La rentabilité socio-économique est cependant rendue complexe par la morphologie urbaine de Bordeaux. Caractérisée par un étalement urbain important, constituée par un habitat pavillonnaire peu dense et dispersé et par de grandes zones d’activités suivant le même schéma, celui-ci rend peu efficace la desserte de ces zones par un RER aux lignes droites.

Ce phénomène rend les gains de temps engendrés par le RER très théoriques car de nombreuses ruptures de charge sont à prévoir pour les usagers (prendre sa voiture pour aller à la gare de départ, tourner pour trouver une place et se garer, attendre l’heure du train (cadencé au départ toutes les 30 mn), faire le trajet, arriver à la gare de départ pour reprendre ensuite le réseau TBM afin de rejoindre sa destination finale alors que ce dernier souffre de sa saturation, de ses pannes et de sa lenteur qui le rendent peu compétitifs, tant pour les impératifs de la vie quotidienne que pour accueillir confortablement, les futurs usagers du RER.

Cette problématique de l’urbanisme n’est pas abordée à l’occasion de ce projet de RER alors que c’est la plus importante de toutes. Ainsi, en raison de ce problème de morphologie urbaine, et de part l’insuffisance de l’infrastructure de transport dans la Métropole, le RER ne peut capter qu’un nombre réduit d’usagers potentiels et sa rentabilité ne peut être garantie. Avec un potentiel de voyageurs aussi faible et face aux 85000 à 140000 véhicules qui empruntent la rocade chaque jour, le RER seul aura bien du mal à attirer.

Il est à noter que le RER, s’il atteint un jour son rythme de croisière, peut aussi inciter les personnes à vivre plus loin de la métropole et, sans régulation volontariste, continuera à alimenter l’étalement urbain ainsi que l’artificialisation des sols.
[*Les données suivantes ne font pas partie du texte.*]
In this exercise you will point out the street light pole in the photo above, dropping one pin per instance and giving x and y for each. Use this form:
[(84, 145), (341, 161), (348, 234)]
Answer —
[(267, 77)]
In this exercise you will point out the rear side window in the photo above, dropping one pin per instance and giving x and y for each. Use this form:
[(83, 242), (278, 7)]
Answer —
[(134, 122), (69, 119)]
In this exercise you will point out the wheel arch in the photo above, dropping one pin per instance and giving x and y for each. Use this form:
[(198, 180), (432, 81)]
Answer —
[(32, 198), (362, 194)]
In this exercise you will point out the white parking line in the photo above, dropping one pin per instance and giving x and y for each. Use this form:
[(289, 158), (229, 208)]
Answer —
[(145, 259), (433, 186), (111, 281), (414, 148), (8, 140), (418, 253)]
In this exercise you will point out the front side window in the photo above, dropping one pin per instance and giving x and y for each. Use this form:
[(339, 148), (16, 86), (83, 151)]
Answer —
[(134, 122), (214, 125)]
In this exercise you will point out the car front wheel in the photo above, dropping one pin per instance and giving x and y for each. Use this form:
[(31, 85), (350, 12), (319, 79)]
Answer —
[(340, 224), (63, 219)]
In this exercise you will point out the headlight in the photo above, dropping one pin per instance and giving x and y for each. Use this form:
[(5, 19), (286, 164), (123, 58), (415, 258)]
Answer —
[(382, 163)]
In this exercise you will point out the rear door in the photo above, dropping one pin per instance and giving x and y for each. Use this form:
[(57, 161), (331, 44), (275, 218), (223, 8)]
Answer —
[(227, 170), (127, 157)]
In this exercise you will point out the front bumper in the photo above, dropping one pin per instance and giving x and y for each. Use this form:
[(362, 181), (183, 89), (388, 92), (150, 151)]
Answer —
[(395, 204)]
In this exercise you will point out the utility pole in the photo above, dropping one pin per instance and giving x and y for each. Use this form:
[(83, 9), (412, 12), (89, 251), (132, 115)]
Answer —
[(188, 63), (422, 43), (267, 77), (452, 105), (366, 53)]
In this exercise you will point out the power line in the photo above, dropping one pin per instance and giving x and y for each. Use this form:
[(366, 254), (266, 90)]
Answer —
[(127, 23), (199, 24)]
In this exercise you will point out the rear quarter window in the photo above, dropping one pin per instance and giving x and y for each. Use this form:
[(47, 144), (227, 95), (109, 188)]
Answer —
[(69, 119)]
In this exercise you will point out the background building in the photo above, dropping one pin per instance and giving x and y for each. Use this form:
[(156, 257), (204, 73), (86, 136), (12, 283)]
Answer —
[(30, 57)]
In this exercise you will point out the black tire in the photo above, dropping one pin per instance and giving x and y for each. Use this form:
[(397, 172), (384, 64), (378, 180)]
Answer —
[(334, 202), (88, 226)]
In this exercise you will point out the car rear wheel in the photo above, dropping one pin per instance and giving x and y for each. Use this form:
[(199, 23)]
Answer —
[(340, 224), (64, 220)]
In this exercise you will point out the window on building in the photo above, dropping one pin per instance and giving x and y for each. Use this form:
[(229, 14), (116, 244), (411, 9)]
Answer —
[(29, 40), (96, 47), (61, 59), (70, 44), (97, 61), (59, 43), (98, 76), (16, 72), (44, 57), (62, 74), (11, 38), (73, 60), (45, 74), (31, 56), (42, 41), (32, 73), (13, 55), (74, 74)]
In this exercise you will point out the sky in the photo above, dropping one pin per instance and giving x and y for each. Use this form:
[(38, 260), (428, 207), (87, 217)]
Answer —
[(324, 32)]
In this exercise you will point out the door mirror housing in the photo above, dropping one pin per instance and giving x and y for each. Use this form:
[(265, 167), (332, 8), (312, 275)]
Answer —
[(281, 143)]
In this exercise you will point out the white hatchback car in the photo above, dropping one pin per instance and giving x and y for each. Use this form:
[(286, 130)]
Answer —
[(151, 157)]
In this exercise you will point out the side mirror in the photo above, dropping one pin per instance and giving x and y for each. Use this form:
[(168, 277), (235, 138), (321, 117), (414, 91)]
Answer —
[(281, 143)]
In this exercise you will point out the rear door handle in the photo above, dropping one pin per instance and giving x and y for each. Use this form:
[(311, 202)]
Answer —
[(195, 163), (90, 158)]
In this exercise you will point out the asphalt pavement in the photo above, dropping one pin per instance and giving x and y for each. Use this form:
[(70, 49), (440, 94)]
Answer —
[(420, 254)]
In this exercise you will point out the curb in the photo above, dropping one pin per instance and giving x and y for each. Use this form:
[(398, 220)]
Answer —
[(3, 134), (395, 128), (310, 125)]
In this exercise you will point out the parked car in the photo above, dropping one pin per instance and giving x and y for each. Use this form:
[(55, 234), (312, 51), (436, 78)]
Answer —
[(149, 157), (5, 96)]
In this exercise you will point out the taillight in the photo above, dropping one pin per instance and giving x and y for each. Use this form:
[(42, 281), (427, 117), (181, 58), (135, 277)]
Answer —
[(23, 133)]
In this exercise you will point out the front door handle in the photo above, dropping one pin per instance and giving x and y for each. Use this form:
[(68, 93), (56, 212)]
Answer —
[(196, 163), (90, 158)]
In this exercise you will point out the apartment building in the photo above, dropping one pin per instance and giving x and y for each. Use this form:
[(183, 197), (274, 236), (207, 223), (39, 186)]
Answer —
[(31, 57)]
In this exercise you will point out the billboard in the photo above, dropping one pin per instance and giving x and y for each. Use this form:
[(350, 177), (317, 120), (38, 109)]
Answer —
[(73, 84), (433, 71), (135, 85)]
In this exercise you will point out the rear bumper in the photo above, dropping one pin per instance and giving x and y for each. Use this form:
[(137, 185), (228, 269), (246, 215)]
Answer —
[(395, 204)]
C’est l’un des effets pervers que l’on peut hélas craindre et que le projet ici présenté ne questionne pas, nous le regrettons.


Conclusion

En conséquence, l’association Métro de Bordeaux formule les recommandations suivantes :

· Le RER doit s’accompagner d’une vraie réflexion sur la régulation de l’urbanisme des zones traversées

· Le RER doit être complété par un métro pour relier efficacement les principaux pôles de l’agglomération (Campus, CHU, centre-ville, Gare Saint-Jean, Rive Droite), l’option métro rendant possible le désengorgement de Saint-Jean en amont via une desserte de la Médoquine et de Cenon Gare

C’est cette complémentarité avec le métro qui sera vecteur d’attractivité pour le RER, lui permettant d’attirer bien plus que les 9250 voyageurs aujourd’hui projetés, permettre un report modal plus important vers des mobilités décarbonées et répondre ainsi à l’impératif climatique.